My first thought was that I did not have a camera, how can that be, and I didn't even want to waste time with the phone camera. But here I was with history all around me. My consolation was that it was already very hot, I was wearing a suit, and didn't feel good. As I was looking around deciding where to eat a lady in front of me who had been chatting with two other ladies just randomly turned around and asked if I wanted to join them. Why not! I fell in step with them and we headed to a nearby Mexican restaurant.
I had worked downtown in this same area for many years, so I knew the restaurant. How nice to visit a place that I had eaten in before. But the nice treat was having a lunch with three strangers! I had flashbacks to my two trips to New England and sharing meals with the people on the trip; I made sure that I sat with a different group for each meal, as much as possible. I like to do this whenever I eat several meals with the same group of people; it is a nice way to have variety and to get to know people.

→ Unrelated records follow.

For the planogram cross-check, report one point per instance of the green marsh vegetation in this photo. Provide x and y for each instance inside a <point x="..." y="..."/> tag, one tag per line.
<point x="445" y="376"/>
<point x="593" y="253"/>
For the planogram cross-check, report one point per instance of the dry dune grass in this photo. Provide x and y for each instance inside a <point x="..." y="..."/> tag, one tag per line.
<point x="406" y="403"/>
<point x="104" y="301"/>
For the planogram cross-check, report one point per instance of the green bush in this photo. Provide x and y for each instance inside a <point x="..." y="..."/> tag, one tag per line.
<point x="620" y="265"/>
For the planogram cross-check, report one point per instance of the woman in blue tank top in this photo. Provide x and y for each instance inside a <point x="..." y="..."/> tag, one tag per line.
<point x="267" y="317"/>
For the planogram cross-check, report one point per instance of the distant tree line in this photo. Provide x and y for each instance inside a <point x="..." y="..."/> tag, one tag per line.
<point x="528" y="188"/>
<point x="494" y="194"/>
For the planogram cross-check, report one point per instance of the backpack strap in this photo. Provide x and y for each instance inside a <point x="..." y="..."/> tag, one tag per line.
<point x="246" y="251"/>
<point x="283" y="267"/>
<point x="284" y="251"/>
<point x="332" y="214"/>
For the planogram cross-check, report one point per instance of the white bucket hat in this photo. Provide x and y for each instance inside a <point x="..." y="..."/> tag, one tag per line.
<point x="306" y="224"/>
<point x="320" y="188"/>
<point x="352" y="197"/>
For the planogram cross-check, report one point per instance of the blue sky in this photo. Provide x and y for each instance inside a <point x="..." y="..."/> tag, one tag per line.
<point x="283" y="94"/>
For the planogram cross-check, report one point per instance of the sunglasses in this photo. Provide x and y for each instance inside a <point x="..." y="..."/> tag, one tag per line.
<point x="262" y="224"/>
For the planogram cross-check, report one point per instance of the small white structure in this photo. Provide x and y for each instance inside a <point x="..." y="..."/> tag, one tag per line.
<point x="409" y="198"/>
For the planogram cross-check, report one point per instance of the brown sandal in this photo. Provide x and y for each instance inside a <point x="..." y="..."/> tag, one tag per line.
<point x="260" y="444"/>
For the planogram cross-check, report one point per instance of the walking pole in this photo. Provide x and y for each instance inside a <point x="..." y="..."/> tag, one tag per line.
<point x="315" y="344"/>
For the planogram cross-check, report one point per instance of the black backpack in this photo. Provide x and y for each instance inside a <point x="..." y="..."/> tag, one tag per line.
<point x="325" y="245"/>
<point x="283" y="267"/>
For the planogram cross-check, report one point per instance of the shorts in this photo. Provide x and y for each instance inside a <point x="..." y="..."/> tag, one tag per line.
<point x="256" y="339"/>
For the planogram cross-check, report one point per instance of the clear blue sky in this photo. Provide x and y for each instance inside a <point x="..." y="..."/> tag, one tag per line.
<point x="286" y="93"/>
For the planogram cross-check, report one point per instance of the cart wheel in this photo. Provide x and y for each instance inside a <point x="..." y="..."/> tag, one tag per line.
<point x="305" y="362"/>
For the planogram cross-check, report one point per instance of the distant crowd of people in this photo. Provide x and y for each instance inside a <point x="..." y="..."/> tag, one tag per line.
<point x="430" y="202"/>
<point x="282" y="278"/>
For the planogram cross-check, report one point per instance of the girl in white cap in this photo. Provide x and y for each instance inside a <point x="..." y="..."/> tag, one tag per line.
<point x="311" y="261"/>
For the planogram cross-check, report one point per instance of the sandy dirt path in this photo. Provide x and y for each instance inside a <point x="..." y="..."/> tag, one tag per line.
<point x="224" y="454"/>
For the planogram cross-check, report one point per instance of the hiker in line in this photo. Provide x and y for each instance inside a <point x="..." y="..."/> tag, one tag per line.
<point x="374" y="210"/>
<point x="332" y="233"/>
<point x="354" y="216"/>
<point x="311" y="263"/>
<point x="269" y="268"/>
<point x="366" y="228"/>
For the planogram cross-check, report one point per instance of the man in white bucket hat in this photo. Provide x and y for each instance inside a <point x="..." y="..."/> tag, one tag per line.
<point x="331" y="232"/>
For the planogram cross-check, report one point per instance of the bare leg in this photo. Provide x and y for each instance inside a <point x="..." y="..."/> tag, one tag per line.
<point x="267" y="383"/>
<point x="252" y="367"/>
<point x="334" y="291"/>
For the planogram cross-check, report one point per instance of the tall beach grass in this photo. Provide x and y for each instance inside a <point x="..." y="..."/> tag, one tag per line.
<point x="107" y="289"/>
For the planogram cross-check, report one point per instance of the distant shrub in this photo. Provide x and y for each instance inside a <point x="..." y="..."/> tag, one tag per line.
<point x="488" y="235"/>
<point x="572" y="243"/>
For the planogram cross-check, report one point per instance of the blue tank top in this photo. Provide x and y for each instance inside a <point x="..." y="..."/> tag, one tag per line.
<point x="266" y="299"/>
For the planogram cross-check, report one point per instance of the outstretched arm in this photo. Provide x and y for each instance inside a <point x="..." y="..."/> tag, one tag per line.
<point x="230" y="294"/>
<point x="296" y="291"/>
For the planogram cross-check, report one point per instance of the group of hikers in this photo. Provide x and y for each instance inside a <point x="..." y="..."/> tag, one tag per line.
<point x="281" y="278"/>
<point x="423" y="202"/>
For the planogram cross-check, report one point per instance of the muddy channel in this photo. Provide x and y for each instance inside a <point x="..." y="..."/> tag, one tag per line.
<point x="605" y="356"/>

The lady that invited me was about my age, maybe a little older. She was outgoing and level headed, I found myself wishing that I worked with her since she was enjoyable company. There was a young lady, probably about my daughter's age. She had small children and worked in the accounting profession. The other lady was probably in her early forties and had four children raging in age from 4 to 16; she worked in the main office of a local school district. The three ladies were all Hispanic. We lived in different areas, but found that we had common ties. It was a pleasant lunch. We discussed neighborhoods, children, jobs, and jury duty. How strange, I thought, that we were total strangers brought together by a summons.
After lunch our group assembled as instructed. So did the other groups of prospective jurors. They were led into their respective courtrooms, but there was no sign of our bailiff. I told my lunch companions that maybe the prospective case participants had decided to settle out of court and we all laughed and crossed our fingers. We waited and waited, the hallway was hushed. Almost an hour later our bailiff appeared from within one of the court rooms. He called us together and apologized for the delay. He then told us to wait, he would be back with our excuses. Ah yes, I am right I thought. Several minutes later he reappeared with the excuses and a young, nice looking African American man. The bailiff apologized again and introduced the young man as the presiding judge and that he wanted to speak to us before we were dismissed.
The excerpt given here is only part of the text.